Is this testimony susceptible of but one. construction, and with regard to that construction, is it of that certainty which is required when a court assumes to pass upon a fact as a matter of law? This testimony fairly raises the issue whether the payment of premium after the accident was in pursuance of a credit extended by a contract consummated before the accident, or was payment of a past-due premium upon a policy which had previously Expired, by which the policy was reinstated only as to injuries thereafter sustained. Article 29. Upon this issue, we are of opinion, intelligent men may honestly differ. If they may, it is because the evidence presents different aspects. If in these aspects two theories are evolved and the evidence is sufficient to support either, then who but a jury can determine upon which theory the case must be decided? We concur with the trial court that the evidence was sufficient to support a verdict either for the plaintiff or for the defendant according as the jury found the payment had been made pursuant to a previously consummated contract, or for a past-due premium. Upon this question the jury was sufficiently instructed,, and its finding, as evidenced'by its verdict, is binding.

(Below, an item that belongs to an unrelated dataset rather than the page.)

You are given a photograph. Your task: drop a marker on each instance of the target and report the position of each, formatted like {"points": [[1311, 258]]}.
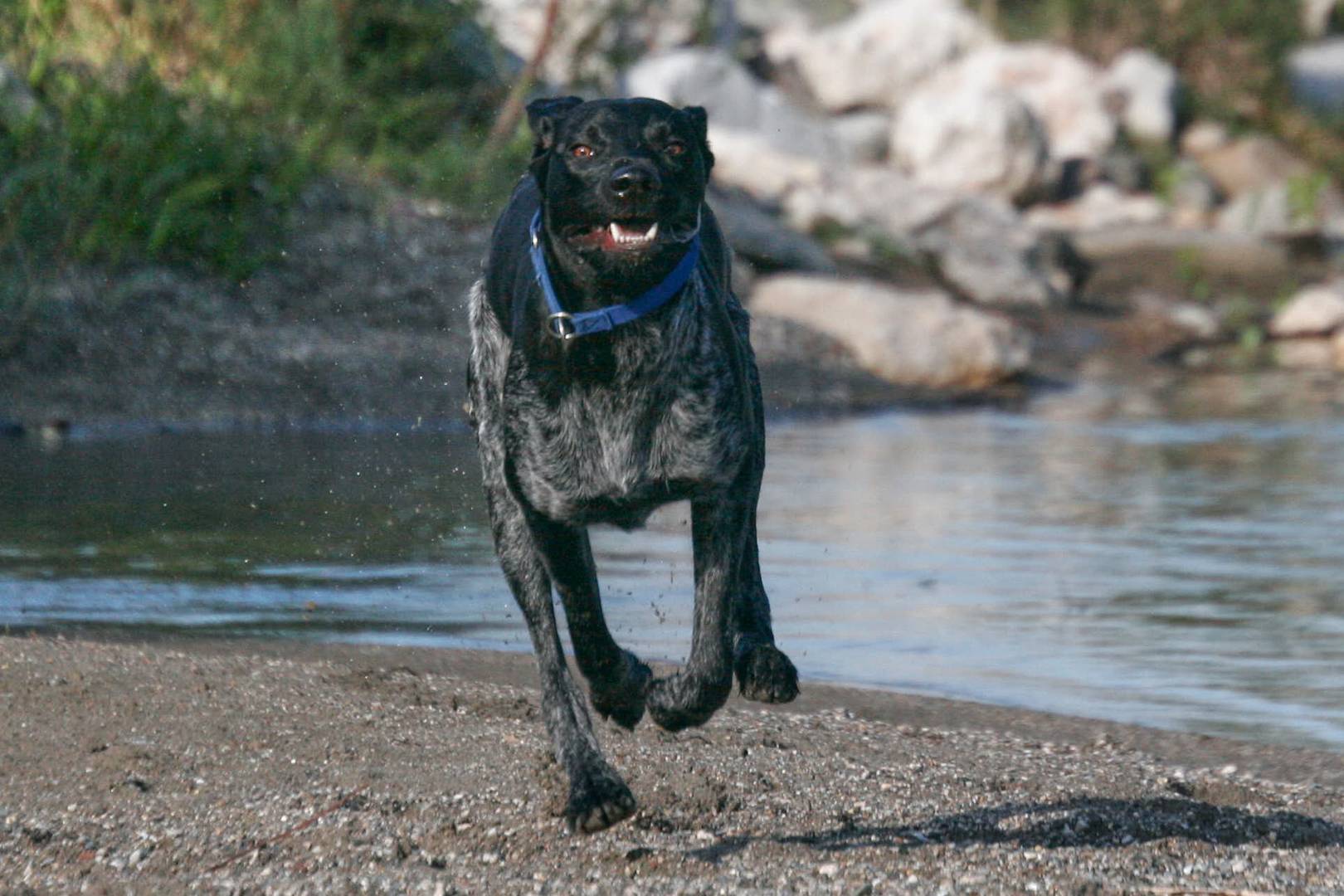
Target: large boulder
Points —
{"points": [[1313, 312], [1246, 164], [1144, 86], [979, 246], [1062, 89], [594, 39], [737, 102], [908, 338], [877, 56], [762, 238], [968, 139], [1285, 210]]}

The judgment below is affirmed.






Concurrence Opinion

1 McPHERSON, Circuit

Judge. I concur in the foregoing opinion,, although with some hesitation on one point only. I am heartily in. *343agreement with the legal principles that have been so clearly stated; the renewal receipt was a mere offer, or option, and could not become a contract until it had been accepted by Vogel. It seems to me therefore that the principal subject of inquiry should be the conduct of Vogel rather than the conduct of the company. The company had made its position clear by offering to renew, and its offer should certainly be taken in connection with the custom to allow the insured 60 days, or perhaps even longer, to make up his mind. But, as 1 read the evidence, the court should have instructed the jury that Vogel never did make up his mind, and therefore that no contract of renewal was ever made. Upon this point, however, the other members of the court hold a different opinion, and believe that enough evidence was offered to go to the jury. I accept their view as more likely to be correct than my own, and I file this memorandum merely to emphasize the legal proposition upon which we are all agreed — that the renewal receipt was only an offer and had no binding force until Vogel accepted it.